Deaf Children Learn to Sign By Toying With RFID
Southeastern University researchers developed a system that uses RFID-tagged toys to teach American Sign Language to deaf preschoolers.
By Claire Swedberg
Sept. 11, 2009—When early-childhood instructor Susannah Ford takes out her bucket of RFID-enabled toys at the Louisiana School for the Deaf, the children, ages three to five, gather quickly. These small cars, airplanes and stuffed animals look like any other toy, except each is equipped with a passive 125 kHz RFID tag to help the kids learn how to use sign language.
A small number of deaf students in Louisiana and Texas are using this new system, known as Language Acquisition Manipulatives Blending Early-childhood Research and Technology (LAMBERT), to learn American Sign Language. The system, designed and built by researchers at Southeastern University, was first developed in the fall of 2008. An expanded version of the system is now in the works, due to a $390,000 grant from the U.S. Department of Education (DOE).
The LAMBERT system
Assistant professors Robert Hancock and Becky Sue Parton developed the system, seeking to address the language needs of deaf preschoolers, their teachers and their hearing parents. Software developed by Parton and Hancock enables a child to use an RFID interrogator to scan an item’s tag and view a video on a computer screen that shows a person demonstrating that item’s sign.

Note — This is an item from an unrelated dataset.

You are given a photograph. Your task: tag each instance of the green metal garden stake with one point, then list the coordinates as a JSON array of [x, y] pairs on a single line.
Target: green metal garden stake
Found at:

In the 1990s, when Parton was student-teaching at a school for the deaf, she noticed a lack of stimulating instructional tools for kids to learn American Sign Language. Many children of parents who can hear simply are not exposed to sign language until they come to a preschool where teachers can instruct them, and such instruction can often be limited. For example, Parton recalls photocopying pages of words, with each page containing a drawing depicting the sign for a specific word, such as window, and the pages were then taped to the object for students to view. Not only were the signing pictures difficult to discern since they weren’t animated, they were not very interesting.

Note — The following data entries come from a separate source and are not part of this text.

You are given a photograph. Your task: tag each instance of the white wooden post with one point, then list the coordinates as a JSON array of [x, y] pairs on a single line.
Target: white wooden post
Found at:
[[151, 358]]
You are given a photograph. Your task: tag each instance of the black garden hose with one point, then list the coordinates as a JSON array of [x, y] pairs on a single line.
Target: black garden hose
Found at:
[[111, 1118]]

Although there is computer software dedicated to learning American Sign Language, Parton says, it can often be difficult to manage for small children, and is less palatable for kids since it is all presented on a screen with pictures—with no real objects to see and touch.
The Lambert solution combines the real objects with technology. The system comes as a kit with a laptop or desktop PC, a small RFID interrogator that plugs into a computer’s USB portal, and objects with generic off-the-shelf passive 125 kHz tags (made with EM Microelectronic’s EM4102 RFID chips) attached to them. The kits come with 25 tagged objects, from an airplane to balls, household items and animals, all in the form of small toys.
The researchers initially tried bar-coded labels instead of RFID tags, Parton says, but the smaller children became frustrated attempting to scan the bar-coded labels, which were not always readable unless they were presented to the scanner exactly right.
With the RFID system, an item’s tag needs to be held close to the reader, at about 90 centimeters (35 inches) or less. The interrogator then captures the tag’s unique ID number and sends it to the computer’s software via the USB connection. “The code we wrote takes each number and tells the system to launch the appropriate animation,” Parton says. The animation includes a 15-second video of an individual signing that item’s word, as well as several pictures of the item so the child becomes familiar with the many versions of that object (such as multiple types of airplanes, balls or apples). It then speaks the word for those with some hearing capabilities.
The system also allows the video to be projected onto a 5-by-5-foot Smart Board attached to the computer via a USB cable, so that more students can participate and watch.
Initially, researchers presented a prototype of the LAMBERT system to the Louisiana School for the Deaf, and teachers there agreed to try it. They received one kit with the 25 tagged objects and a computer. Southeastern then provided 10 laptop versions of the kit for the Parent Pupil Education Program (PPEP), for use at home by 10 children up to three years of age. In their homes, the kids could not only practice their words, but also encourage their hearing parents to learn to sign as well.
“One of the biggest problems [in sign acquisition for deaf children] is that hearing parents don’t learn sign language,” Parton says. Therefore, children of deaf parents who do know sign language have a much higher vocabulary by the time they are school-aged, compared with those with hearing parents.
With the DOE grant, Parton says, Southeastern is now creating a much larger kit with 500 tagged items. Shopping for that many items has been daunting, she notes, and researchers are considering providing tags in the future that could be attached to items at a school or home.
Additionally, the system is now being used by the Jean Massieu Academy in Texas, with one kit in the classroom and 10 laptop versions for children to take home. The DOE grant will allow Southeastern to make three full kits with 500 objects—one for the university, and one each for the deaf schools in Texas and Louisiana.
“It’s a fabulous system,” Ford says. “We use it on a daily basis. For children with no language foundation, it’s a huge benefit.”
According to Parton, the system could be marketed for commercial use. However, she notes, she does not intend to do so unless additional funding becomes available.